Mons. José María Yanguas Queridos diocesanos:
El próximo domingo todos los españoles estamos llamados a ejercer nuestro derecho al voto, con el que elegiremos aquellas personas que, a lo largo de los próximos años, dirigirán los destinos de nuestro pueblo. Es pues un momento de evidente importancia para la sociedad y de innegable responsabilidad personal. El voto es, en efecto, uno de los modos que tiene cada hombre y cada mujer de participar en la vida pública. Se trata de un verdadero derecho, ya que cada uno debe poder tener la oportunidad de decir una palabra en los asuntos que a todos atañen y a todos interesan.
La Iglesia reconoce abierta y sinceramente que su misión no es de orden político, económico o social. No está de más recordar, una vez más, la neta distinción que el Señor mismo estableció entre las cosas de Dios y las cosas del César. No conviene mezclar las esferas o los ámbitos que son netamente distintos. Ni a la Iglesia le están permitidas indebidas injerencias en los asuntos que no son de su incumbencia, ni al estado le está consentido sobrepasar los límites que definen el ámbito de sus competencias.

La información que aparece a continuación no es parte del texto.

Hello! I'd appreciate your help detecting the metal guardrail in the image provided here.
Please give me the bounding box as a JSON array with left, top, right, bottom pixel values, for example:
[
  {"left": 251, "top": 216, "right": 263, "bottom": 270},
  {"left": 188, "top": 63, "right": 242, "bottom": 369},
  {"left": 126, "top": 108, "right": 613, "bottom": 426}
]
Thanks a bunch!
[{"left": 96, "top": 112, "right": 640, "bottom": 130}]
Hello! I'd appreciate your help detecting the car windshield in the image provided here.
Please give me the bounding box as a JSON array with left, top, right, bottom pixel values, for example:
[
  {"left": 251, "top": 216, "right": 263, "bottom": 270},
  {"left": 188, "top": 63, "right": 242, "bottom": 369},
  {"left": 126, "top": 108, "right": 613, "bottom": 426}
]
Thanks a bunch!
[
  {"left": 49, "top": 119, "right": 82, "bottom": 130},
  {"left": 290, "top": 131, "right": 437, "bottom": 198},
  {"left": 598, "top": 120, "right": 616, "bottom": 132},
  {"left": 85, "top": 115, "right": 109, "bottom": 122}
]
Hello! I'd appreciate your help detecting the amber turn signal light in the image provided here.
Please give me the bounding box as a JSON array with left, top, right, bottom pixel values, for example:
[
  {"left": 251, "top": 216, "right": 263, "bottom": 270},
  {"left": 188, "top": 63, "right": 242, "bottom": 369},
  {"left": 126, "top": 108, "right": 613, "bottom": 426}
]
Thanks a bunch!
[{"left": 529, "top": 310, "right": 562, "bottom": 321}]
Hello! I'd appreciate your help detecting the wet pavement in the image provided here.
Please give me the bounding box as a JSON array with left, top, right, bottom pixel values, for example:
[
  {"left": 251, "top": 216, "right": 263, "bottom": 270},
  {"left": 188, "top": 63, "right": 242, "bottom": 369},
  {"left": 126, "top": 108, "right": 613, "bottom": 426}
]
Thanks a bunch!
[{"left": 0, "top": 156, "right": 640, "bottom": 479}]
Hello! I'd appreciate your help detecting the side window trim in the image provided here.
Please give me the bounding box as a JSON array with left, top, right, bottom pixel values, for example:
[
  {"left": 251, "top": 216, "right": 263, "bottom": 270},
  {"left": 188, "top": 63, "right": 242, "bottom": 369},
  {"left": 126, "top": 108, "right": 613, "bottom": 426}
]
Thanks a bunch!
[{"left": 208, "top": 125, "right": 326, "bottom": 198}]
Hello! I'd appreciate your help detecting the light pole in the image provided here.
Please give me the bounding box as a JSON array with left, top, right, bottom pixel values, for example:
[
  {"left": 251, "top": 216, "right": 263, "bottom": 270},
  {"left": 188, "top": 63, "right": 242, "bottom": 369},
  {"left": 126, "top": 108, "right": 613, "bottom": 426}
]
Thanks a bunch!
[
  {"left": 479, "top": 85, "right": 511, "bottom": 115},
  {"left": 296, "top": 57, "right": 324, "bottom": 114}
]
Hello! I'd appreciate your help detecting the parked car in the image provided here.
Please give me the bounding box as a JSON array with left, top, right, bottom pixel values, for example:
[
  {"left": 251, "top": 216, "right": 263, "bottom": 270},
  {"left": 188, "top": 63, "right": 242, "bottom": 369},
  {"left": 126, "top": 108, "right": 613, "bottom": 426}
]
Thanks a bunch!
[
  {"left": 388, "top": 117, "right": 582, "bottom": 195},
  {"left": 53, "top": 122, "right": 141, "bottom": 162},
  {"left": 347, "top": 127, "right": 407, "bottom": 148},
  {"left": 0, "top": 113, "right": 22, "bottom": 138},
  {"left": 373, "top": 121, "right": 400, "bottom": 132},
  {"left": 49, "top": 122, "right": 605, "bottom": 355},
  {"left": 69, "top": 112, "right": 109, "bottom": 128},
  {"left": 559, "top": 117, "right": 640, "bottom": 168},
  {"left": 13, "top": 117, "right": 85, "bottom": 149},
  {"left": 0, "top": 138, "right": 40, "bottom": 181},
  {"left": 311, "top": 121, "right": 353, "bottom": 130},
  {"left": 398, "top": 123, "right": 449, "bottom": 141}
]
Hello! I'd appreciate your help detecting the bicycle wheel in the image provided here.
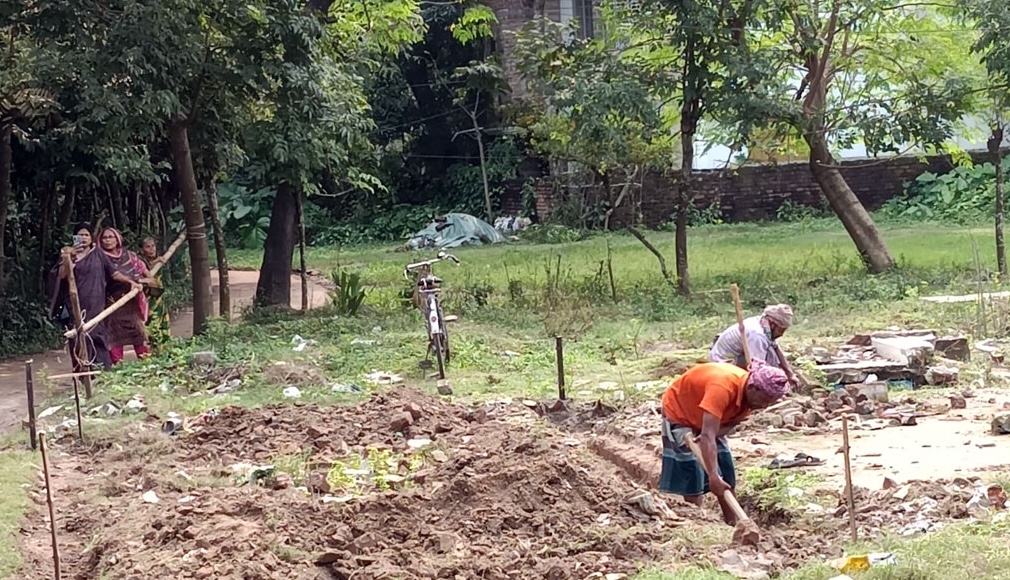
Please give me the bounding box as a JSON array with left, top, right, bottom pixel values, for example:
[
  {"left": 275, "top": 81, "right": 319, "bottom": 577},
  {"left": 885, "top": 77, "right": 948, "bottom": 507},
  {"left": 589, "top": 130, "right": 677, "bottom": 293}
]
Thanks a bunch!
[{"left": 431, "top": 334, "right": 446, "bottom": 379}]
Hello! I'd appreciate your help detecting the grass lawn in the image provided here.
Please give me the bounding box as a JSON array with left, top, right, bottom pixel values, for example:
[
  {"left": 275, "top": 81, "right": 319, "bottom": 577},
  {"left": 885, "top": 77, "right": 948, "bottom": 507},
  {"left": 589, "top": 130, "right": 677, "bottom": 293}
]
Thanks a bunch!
[{"left": 11, "top": 220, "right": 1010, "bottom": 580}]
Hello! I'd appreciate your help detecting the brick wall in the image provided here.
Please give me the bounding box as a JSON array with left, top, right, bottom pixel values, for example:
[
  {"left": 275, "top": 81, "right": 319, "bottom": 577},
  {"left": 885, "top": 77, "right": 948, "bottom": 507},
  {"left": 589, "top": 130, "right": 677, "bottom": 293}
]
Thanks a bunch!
[
  {"left": 484, "top": 0, "right": 545, "bottom": 98},
  {"left": 536, "top": 153, "right": 986, "bottom": 227}
]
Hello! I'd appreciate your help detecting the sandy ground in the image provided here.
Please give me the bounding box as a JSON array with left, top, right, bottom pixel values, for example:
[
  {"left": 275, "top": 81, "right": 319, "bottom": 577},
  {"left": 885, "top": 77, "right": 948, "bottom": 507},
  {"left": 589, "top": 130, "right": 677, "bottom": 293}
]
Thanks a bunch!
[
  {"left": 0, "top": 271, "right": 328, "bottom": 432},
  {"left": 730, "top": 389, "right": 1010, "bottom": 490}
]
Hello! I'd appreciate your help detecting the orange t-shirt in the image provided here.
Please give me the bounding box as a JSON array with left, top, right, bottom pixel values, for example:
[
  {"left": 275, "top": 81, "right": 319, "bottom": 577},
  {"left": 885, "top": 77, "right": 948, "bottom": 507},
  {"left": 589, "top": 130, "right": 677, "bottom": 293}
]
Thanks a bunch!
[{"left": 663, "top": 363, "right": 750, "bottom": 430}]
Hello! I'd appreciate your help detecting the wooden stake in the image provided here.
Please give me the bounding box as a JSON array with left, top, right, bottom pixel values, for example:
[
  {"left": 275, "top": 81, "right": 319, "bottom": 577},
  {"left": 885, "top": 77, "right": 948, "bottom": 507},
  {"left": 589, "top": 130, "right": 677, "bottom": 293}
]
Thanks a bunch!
[
  {"left": 729, "top": 284, "right": 750, "bottom": 367},
  {"left": 74, "top": 377, "right": 84, "bottom": 443},
  {"left": 38, "top": 432, "right": 63, "bottom": 580},
  {"left": 63, "top": 248, "right": 92, "bottom": 399},
  {"left": 841, "top": 415, "right": 859, "bottom": 542},
  {"left": 295, "top": 189, "right": 309, "bottom": 312},
  {"left": 24, "top": 361, "right": 38, "bottom": 451},
  {"left": 64, "top": 229, "right": 186, "bottom": 343},
  {"left": 554, "top": 336, "right": 568, "bottom": 401}
]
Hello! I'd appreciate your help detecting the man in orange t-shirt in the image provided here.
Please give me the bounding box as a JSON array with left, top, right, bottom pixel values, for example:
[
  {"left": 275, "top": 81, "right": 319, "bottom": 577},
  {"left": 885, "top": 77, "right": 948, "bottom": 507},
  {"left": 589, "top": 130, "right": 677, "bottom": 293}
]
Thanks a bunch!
[{"left": 660, "top": 361, "right": 789, "bottom": 525}]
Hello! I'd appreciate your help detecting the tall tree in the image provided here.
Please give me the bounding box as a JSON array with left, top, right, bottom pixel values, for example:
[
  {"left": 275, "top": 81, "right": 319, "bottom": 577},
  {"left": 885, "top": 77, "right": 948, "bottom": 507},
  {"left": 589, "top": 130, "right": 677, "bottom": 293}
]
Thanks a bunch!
[
  {"left": 741, "top": 0, "right": 968, "bottom": 272},
  {"left": 252, "top": 0, "right": 423, "bottom": 306},
  {"left": 961, "top": 0, "right": 1010, "bottom": 282}
]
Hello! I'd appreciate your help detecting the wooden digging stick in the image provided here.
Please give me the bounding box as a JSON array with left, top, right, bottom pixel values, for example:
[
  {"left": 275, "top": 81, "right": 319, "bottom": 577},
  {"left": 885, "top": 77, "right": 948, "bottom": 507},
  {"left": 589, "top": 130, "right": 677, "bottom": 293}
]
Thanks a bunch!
[
  {"left": 684, "top": 434, "right": 761, "bottom": 546},
  {"left": 38, "top": 432, "right": 63, "bottom": 580},
  {"left": 729, "top": 284, "right": 750, "bottom": 367},
  {"left": 841, "top": 414, "right": 860, "bottom": 542},
  {"left": 64, "top": 228, "right": 186, "bottom": 341}
]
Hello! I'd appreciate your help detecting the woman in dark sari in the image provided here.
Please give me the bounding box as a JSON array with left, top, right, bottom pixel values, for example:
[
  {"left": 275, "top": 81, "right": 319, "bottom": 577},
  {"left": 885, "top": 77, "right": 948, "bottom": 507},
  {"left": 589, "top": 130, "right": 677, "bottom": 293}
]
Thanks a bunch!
[
  {"left": 49, "top": 223, "right": 137, "bottom": 373},
  {"left": 100, "top": 227, "right": 150, "bottom": 365}
]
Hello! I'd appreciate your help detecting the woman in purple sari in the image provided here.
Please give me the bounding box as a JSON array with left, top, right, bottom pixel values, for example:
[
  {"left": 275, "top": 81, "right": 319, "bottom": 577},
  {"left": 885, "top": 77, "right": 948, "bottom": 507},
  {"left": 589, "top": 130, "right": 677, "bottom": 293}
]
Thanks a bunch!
[{"left": 49, "top": 223, "right": 139, "bottom": 373}]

Pero si es cierto que el fin de la Iglesia es de orden netamente religioso, no lo es menos que de su misión religiosa derivan, como dice el Concilio Vaticano II, “funciones, luces y energías que pueden servir para establecer y consolidar la comunidad humana según la ley divina” (Gaudium et spes, 42). Son dos verdades que no se excluyen ni contradicen; piden más bien ser armónicamente articuladas. La Iglesia, de una parte, en virtud de su naturaleza y de su misión, no está ligada a ninguna forma particular de civilización humana ni a sistema político alguno, económico o social, ni tampoco a ningún partido. Pero, de otra, no es posible olvidar que los asuntos humanos, relativos a la vida política, a la economía o al orden social, no son extraños o completamente ajenos a la vida religiosa. La Iglesia no es indiferente ni mantiene una actitud de equidistancia ante los distintos modos de organizar los “asuntos humanos”. No todos, en efecto, están acordes con la verdad del hombre y de la sociedad. Los cristianos debemos, por eso, tratar de ordenar y gestionar esos asuntos temporales según Dios” (Lumen gentium, 31b). De manera particular los laicos cristianos deben empeñarse en que la ordenación y gestión de dichos asuntos se hagan “conforme a Cristo y sean para la gloria del Creador y del Redentor” (ibídem). Como dice muy bien el Concilio, se trata, en definitiva, de lograr que “la ley divina quede grabada en la ciudad terrena” (Gaudium et spes, 43b).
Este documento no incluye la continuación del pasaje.